Kitahara moved back to Tokyo in 1926, living at first in Yanaka, then moving to Setagaya in 1928. Kitahara continued to experiment with his style, and continued to be inspired by classical Japanese literature (such as the Kojiki), as seen in his Kaihyo no kumo (Sea and Clouds, 1929). This later work was inspired by a trip from Oita to Osaka by airplane, which was sponsored by the Asahi Shimbun as a publicity stunt. In 1930, Kitahara travelled to Manchuria, and rode on the South Manchurian Railroad. On his return to Japan, he visited Nara.

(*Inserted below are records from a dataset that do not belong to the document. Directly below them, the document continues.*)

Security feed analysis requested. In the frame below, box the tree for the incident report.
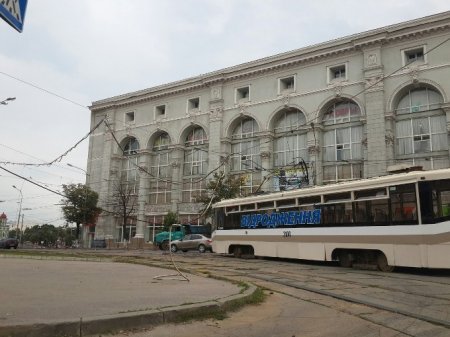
[108,182,137,241]
[61,184,102,239]
[198,172,242,215]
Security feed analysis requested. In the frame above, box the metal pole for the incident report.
[13,185,23,239]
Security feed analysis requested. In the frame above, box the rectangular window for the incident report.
[188,97,200,111]
[125,111,134,123]
[236,86,250,103]
[329,64,347,81]
[278,76,295,94]
[327,63,348,83]
[155,104,166,118]
[403,47,425,65]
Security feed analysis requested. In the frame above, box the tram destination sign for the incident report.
[241,209,322,228]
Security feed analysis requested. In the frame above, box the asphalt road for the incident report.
[0,250,450,337]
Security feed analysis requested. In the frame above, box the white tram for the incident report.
[213,169,450,271]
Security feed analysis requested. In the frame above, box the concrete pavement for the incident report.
[0,257,254,337]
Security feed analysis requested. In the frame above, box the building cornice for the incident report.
[90,11,450,112]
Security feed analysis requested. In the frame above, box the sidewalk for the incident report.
[0,258,250,337]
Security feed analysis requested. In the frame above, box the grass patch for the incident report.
[173,285,267,323]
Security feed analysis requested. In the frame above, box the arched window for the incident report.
[274,109,308,168]
[395,87,448,169]
[150,132,172,205]
[273,109,309,190]
[121,137,139,194]
[182,126,208,202]
[322,100,363,183]
[231,117,261,195]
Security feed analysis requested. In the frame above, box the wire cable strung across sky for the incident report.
[0,118,105,166]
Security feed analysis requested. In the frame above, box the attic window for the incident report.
[125,111,134,123]
[188,97,200,110]
[279,76,295,93]
[236,87,250,102]
[155,105,166,117]
[404,47,425,64]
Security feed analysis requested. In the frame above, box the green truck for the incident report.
[153,224,211,250]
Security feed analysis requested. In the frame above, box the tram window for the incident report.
[223,213,241,229]
[426,179,450,223]
[241,204,255,211]
[324,192,351,203]
[257,201,275,209]
[355,187,387,200]
[226,206,239,213]
[214,208,225,229]
[298,195,321,205]
[390,184,417,224]
[322,202,353,226]
[370,199,390,225]
[276,199,297,208]
[355,201,370,225]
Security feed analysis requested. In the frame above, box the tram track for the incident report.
[151,251,450,336]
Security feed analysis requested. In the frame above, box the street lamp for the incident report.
[0,97,16,105]
[13,185,23,239]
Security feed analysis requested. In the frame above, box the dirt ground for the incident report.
[95,293,407,337]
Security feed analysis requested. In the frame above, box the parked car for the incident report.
[0,238,19,249]
[170,234,212,253]
[92,239,106,248]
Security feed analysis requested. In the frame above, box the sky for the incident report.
[0,0,450,226]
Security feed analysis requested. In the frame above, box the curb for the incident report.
[0,284,257,337]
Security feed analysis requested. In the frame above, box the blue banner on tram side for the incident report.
[241,209,322,228]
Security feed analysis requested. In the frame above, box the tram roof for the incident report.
[213,169,450,208]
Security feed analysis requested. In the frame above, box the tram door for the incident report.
[419,181,434,224]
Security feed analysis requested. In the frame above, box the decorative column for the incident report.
[363,46,387,177]
[259,133,274,192]
[306,123,323,186]
[93,115,120,243]
[131,150,150,248]
[208,85,225,172]
[170,145,184,212]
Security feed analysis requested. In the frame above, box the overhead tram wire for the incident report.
[0,71,89,109]
[0,118,105,167]
[0,166,66,198]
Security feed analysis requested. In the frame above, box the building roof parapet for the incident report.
[90,11,450,112]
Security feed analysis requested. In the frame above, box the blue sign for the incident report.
[241,209,322,228]
[0,0,28,33]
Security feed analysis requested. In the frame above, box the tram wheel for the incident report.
[161,241,169,250]
[233,247,242,259]
[339,252,353,268]
[377,253,395,273]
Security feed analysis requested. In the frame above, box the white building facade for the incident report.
[87,12,450,241]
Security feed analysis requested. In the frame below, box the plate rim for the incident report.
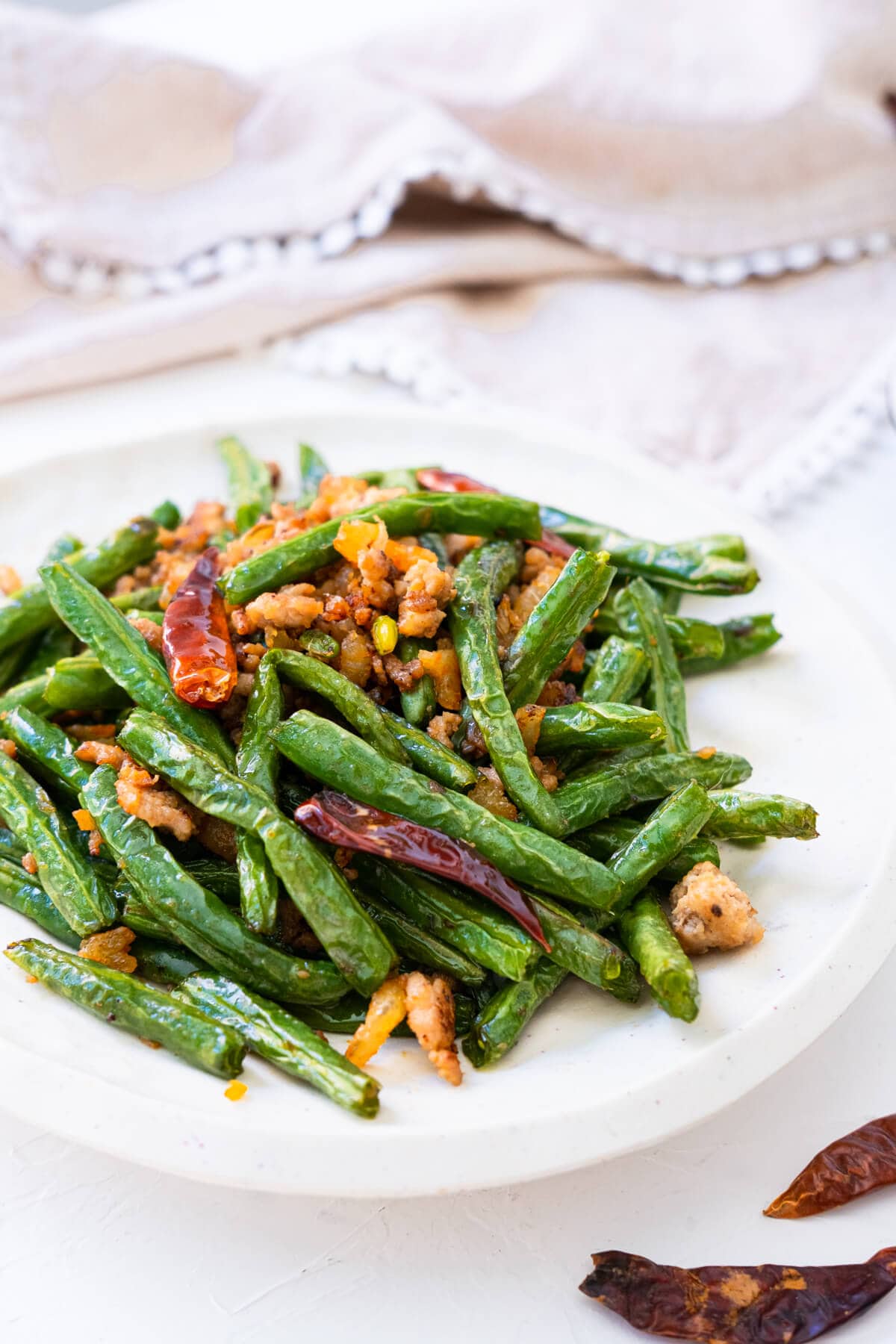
[0,396,896,1198]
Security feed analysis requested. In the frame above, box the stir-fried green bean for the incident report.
[118,709,397,998]
[504,550,615,709]
[5,938,246,1078]
[220,494,538,602]
[449,541,564,836]
[275,709,619,909]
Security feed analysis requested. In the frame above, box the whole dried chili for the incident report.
[579,1246,896,1344]
[417,467,575,561]
[161,546,237,709]
[296,789,551,951]
[765,1116,896,1218]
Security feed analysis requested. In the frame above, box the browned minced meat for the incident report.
[128,615,161,653]
[75,741,126,770]
[116,756,196,840]
[405,971,464,1087]
[426,709,464,750]
[669,863,765,956]
[516,704,544,756]
[78,924,137,974]
[467,765,518,821]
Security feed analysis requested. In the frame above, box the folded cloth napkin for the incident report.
[0,0,896,505]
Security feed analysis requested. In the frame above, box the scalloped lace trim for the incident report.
[24,155,896,301]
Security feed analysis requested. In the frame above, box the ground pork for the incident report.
[426,711,464,750]
[669,863,765,954]
[467,765,518,821]
[405,971,464,1087]
[128,615,161,653]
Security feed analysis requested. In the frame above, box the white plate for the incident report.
[0,408,896,1196]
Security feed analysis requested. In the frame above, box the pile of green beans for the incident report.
[0,437,817,1119]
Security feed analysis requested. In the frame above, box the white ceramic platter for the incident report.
[0,407,896,1196]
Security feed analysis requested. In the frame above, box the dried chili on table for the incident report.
[417,467,575,561]
[765,1116,896,1218]
[161,546,237,709]
[579,1246,896,1344]
[296,789,551,951]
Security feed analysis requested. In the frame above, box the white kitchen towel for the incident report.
[0,0,896,503]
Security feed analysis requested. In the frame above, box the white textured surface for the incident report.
[0,360,896,1344]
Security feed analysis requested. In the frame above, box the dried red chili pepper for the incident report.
[765,1116,896,1218]
[579,1246,896,1344]
[417,467,575,561]
[296,789,551,951]
[161,546,237,709]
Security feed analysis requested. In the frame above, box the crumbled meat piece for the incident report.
[514,704,544,756]
[128,615,161,653]
[116,756,196,840]
[338,630,373,687]
[669,863,765,954]
[467,765,518,821]
[419,640,464,712]
[78,924,137,974]
[0,564,22,597]
[426,711,464,750]
[75,741,126,770]
[405,971,464,1087]
[246,583,324,630]
[538,680,579,709]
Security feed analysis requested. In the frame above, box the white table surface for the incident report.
[0,360,896,1344]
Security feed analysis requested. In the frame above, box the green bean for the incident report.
[237,655,284,933]
[614,579,689,751]
[540,507,759,597]
[504,550,615,709]
[118,709,395,998]
[526,891,639,1004]
[358,889,485,985]
[217,434,274,532]
[582,635,650,704]
[352,853,538,980]
[594,612,726,660]
[553,751,751,830]
[681,613,780,676]
[380,709,478,793]
[125,921,208,989]
[82,758,346,1003]
[5,938,246,1078]
[0,672,50,727]
[264,649,410,765]
[3,707,90,798]
[44,650,129,714]
[220,494,538,603]
[538,700,666,756]
[0,517,158,649]
[298,630,338,662]
[0,751,117,936]
[619,891,700,1021]
[274,711,619,909]
[703,791,818,840]
[0,859,81,948]
[40,561,234,765]
[296,444,329,508]
[464,957,567,1068]
[22,625,78,682]
[570,817,720,886]
[109,583,161,612]
[173,974,380,1119]
[150,500,180,529]
[398,640,437,729]
[449,541,563,836]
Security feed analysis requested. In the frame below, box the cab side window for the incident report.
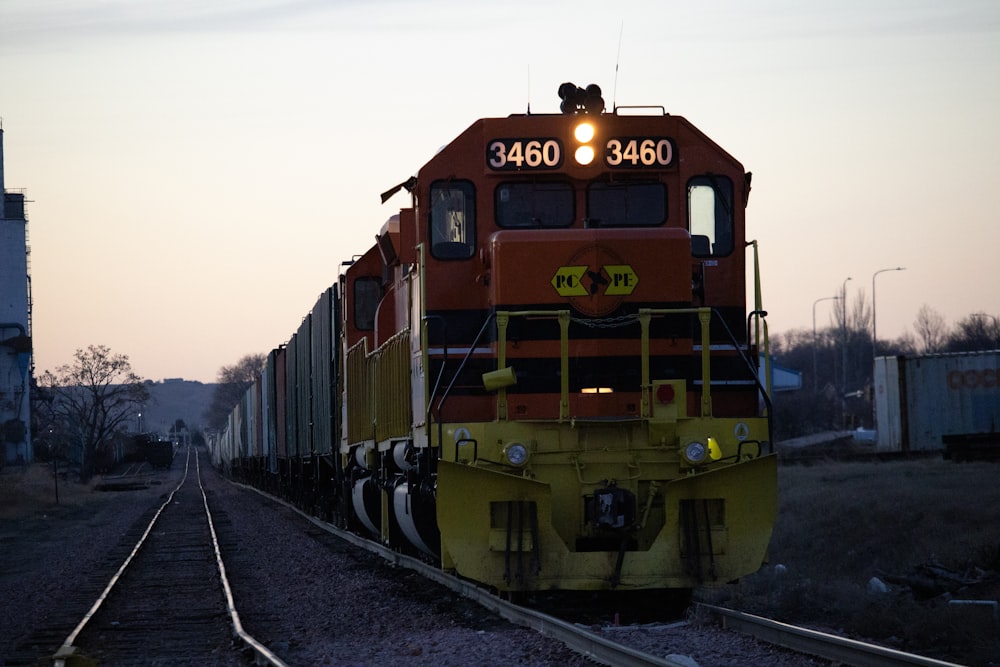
[354,277,382,331]
[688,175,734,257]
[430,181,476,259]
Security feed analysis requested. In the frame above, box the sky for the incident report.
[0,0,1000,382]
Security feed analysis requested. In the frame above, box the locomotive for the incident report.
[210,84,777,593]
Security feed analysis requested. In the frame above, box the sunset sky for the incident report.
[0,0,1000,382]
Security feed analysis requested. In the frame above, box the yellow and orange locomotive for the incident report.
[216,84,777,591]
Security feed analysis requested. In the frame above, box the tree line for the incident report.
[771,292,1000,440]
[32,300,1000,480]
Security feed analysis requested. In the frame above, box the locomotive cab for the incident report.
[340,86,776,590]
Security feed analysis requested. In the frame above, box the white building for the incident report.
[0,127,34,464]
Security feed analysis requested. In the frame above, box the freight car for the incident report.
[211,84,777,592]
[875,350,1000,459]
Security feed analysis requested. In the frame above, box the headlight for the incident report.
[684,442,708,464]
[573,123,594,144]
[575,146,595,166]
[503,442,528,466]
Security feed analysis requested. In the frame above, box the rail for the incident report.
[698,604,958,667]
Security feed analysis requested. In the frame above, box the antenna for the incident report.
[528,63,531,116]
[611,20,625,112]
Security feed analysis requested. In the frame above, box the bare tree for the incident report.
[913,303,948,354]
[947,313,1000,352]
[40,345,149,480]
[205,354,267,430]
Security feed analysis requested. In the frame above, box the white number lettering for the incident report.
[507,141,524,167]
[639,139,656,167]
[622,139,639,165]
[607,139,622,167]
[542,139,562,167]
[604,137,674,167]
[656,139,674,166]
[524,140,542,167]
[490,141,507,169]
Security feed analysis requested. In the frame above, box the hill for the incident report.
[141,378,217,434]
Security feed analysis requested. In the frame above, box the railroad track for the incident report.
[53,447,284,667]
[248,485,959,667]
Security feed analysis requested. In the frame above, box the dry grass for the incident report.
[702,459,1000,665]
[0,463,93,520]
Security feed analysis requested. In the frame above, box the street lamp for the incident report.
[872,266,906,359]
[813,296,840,391]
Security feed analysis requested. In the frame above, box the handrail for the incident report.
[428,306,774,447]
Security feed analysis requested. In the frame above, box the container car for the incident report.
[212,84,777,592]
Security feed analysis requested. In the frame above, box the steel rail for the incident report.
[239,482,690,667]
[698,604,960,667]
[52,447,288,667]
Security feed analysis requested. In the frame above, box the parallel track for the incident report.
[54,448,284,667]
[240,485,959,667]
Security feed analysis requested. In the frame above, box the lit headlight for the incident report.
[503,442,528,466]
[684,442,708,464]
[574,146,594,165]
[573,123,594,144]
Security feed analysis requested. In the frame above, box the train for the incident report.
[208,83,777,595]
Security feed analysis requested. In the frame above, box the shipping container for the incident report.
[875,350,1000,452]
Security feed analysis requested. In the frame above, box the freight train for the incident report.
[210,84,777,594]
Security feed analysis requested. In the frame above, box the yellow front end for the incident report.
[437,420,777,591]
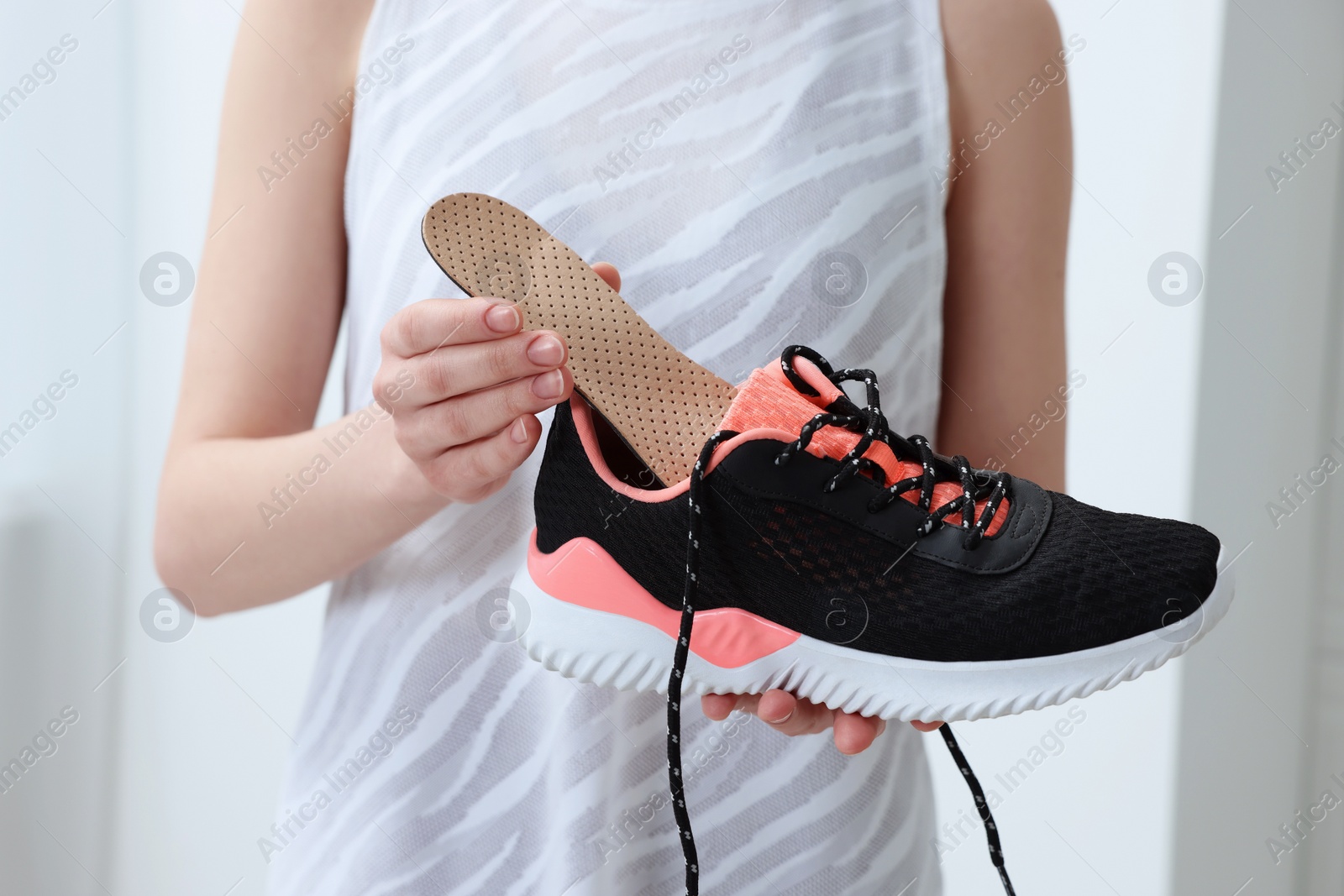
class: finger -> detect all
[701,693,759,721]
[835,712,887,757]
[381,298,522,358]
[757,690,835,736]
[421,414,542,501]
[396,367,574,461]
[593,262,621,293]
[396,331,569,408]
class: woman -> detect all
[156,0,1071,896]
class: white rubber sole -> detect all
[513,556,1234,721]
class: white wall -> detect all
[108,0,330,896]
[0,3,132,894]
[1176,0,1344,894]
[930,0,1232,896]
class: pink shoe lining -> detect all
[527,529,798,669]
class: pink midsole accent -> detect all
[527,529,798,669]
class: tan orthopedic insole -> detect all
[421,193,737,485]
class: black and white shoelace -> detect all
[668,345,1015,896]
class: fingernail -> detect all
[533,371,564,398]
[486,304,522,333]
[527,333,564,367]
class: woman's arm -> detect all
[155,0,413,616]
[155,0,575,616]
[937,0,1074,490]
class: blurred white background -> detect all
[0,0,1344,896]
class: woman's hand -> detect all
[701,690,942,757]
[374,265,621,502]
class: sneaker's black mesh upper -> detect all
[536,405,1219,661]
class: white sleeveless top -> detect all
[258,0,948,896]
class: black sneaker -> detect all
[513,345,1232,893]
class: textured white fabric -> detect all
[262,0,948,896]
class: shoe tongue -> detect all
[719,356,919,482]
[719,356,1008,535]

In 1935, Kitahara founded Tama, a tanka magazine, and became known as the spearhead of the fourth stage of the symbolist movement. Among his protégés were Kimata Osamu and Miya Shuji. He also accepted an invitation by the Osaka Mainichi Shimbun to tour Korea (then under Japanese rule), in exchange for poems on his impressions. Kitahara remained active even after almost going blind due to complications arising from diabetes in 1937. In 1940, he returned for a visit to Yanagawa after many years, and also visited Miyazaki and Nara. That same year he was made a member of the Japan Art Academy. In 1942, his health condition worsened, and he died of complications from his diabetes. His grave is located at the Tama Reien in the outskirts of Tokyo.

==Legacy==
Kitahara published a total of over 200 books within his lifetime. In addition to his writings, he also edited the poetry magazine Chijo junrei (Earthly Pilgrimage), which enabled later authors, such as Hagiwara Sakutaro to get their start into the literary world. He also wrote anthems for high schools around the country, including Tōyō Eiwa Jogakuin. Many of his poems remain popular to this day. The Nihon Densho Doyo Shusei [Collection of Traditional Japanese Nursery Rhymes], a six-volume publication edited by Kitahara, finally came out in 1976.

An annual festival celebrating the life and works of Kitahara is still held in his hometown of Yanagawa during the month of November. Stages are set up along the canals of the city, and at night, by firelight, fans of Kitahara's works read poems and passages from them aloud. There are also canal parades and musical performances.